Bridge in Illinois and Iowa, U.S.

The Julien Dubuque Bridge is a bridge over the Mississippi River that connects Dubuque, Iowa and East Dubuque, Illinois. The bridge is part of U.S. Route 20 (US 20). It is one of two automobile bridges over the Mississippi in the area (the Dubuque–Wisconsin Bridge 3 mi north links Dubuque with Wisconsin), and is listed in the National Register of Historic Places.

== Description ==
The Julien Dubuque Bridge is a light grey color. The bridge spans 5760 ft and is 28 feet wide. The longest span is 845 feet.

==History==
For a number of years, people living in the area wanted a bridge to replace the old bridge, which was called either the "High Bridge" or the "Wagon Bridge." However, economic conditions at the time made it difficult to get the financing together to build a new bridge.

During World War II, a new bridge became even more important as it would help facilitate military transportation. In 1942, the first parts of the bridge began construction. In 1943, the bridge was completed. It was painted gray to decrease visibility of the bridge for enemies.

Because the bridge was financed with bonds, it initially operated as a toll bridge. Money from the tolls was used to repay the debts. Large traffic paid the debts 11 years ahead of schedule and the bridge was toll free by 1954.

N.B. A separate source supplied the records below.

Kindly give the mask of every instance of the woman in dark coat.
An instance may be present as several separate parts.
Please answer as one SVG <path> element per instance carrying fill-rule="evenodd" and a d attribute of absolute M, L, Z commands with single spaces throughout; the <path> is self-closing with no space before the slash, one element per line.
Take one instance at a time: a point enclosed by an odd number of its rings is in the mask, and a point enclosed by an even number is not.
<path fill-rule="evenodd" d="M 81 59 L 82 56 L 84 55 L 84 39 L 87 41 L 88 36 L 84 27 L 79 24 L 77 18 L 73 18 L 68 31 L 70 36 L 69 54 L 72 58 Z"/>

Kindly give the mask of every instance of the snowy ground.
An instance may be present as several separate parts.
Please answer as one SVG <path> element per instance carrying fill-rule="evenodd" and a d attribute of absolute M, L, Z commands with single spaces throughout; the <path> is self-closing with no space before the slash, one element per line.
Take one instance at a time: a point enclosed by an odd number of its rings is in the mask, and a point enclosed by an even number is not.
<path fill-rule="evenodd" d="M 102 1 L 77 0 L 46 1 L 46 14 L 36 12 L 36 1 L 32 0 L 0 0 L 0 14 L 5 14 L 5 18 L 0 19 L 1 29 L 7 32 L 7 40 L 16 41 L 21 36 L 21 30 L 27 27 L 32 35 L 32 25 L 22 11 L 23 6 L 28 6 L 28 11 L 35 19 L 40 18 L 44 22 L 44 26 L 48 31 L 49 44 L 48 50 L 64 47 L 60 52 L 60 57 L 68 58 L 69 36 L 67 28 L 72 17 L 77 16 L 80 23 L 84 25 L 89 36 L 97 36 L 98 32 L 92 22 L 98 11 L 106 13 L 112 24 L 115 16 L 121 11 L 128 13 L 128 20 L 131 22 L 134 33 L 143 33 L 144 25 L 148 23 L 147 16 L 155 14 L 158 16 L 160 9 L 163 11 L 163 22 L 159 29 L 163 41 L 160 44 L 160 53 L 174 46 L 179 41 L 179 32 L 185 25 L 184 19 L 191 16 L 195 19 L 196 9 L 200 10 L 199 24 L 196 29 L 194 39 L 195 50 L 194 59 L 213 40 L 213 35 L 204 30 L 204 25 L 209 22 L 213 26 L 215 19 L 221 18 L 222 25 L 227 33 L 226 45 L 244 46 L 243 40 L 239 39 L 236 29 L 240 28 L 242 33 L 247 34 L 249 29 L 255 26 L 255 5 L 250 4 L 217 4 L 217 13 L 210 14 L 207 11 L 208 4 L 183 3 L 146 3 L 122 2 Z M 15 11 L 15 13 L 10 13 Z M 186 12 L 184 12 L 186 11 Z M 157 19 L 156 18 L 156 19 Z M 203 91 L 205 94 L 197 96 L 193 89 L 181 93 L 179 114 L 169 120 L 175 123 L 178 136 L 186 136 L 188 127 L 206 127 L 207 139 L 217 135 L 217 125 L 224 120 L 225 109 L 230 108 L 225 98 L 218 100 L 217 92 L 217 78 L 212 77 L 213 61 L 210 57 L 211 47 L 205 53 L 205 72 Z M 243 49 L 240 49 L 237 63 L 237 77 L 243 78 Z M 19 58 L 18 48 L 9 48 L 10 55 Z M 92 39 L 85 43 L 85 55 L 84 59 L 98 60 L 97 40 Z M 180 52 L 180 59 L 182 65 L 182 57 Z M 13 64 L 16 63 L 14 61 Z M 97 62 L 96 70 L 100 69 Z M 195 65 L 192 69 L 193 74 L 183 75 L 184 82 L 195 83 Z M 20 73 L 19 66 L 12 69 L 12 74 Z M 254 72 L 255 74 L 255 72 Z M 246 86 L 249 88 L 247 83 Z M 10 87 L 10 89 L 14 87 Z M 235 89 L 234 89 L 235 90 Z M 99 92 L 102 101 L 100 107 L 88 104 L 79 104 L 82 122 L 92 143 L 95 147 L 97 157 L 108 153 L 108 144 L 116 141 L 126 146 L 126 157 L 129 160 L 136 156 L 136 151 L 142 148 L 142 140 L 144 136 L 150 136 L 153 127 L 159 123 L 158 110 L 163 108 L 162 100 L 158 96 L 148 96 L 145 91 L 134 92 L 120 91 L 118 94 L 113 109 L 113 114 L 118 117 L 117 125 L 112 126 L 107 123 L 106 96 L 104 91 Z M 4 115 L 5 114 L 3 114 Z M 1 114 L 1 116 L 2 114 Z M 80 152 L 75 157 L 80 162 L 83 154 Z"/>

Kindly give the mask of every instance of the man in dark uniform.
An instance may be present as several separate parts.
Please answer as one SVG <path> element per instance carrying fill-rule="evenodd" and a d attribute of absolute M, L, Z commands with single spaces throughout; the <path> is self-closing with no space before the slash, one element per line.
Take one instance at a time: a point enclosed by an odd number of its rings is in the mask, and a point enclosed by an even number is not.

In the early 1990s, the bridge underwent an extensive renovation. The deck was replaced, and a new walkway was installed. Prior to this renovation, the bridge was dark green; however, it again was painted a light gray that is currently maintained.

Prior to the construction of the Dubuque-Wisconsin Bridge, the Julien Dubuque Bridge also carried US 61 and US 151. This resulted in both of these highways passing a short distance through Jo Daviess County, Illinois, between Dubuque and Wisconsin. Now both highways cross the Mississippi on the Dubuque–Wisconsin Bridge, which directly connects Wisconsin and Iowa, and neither US 61 nor US 151 passes through Illinois.

On June 9, 2008, the bridge was struck by a number of runaway barges shortly after 8 p.m. Fifteen barges—which were loaded with corn, soybeans, and iron ore—struck one of the pillars on the eastern side of the main channel. Unsure of whether the bridge was stable, authorities temporarily closed it until an inspection could be performed. Traffic was rerouted on to the Dubuque–Wisconsin Bridge a few miles to the north.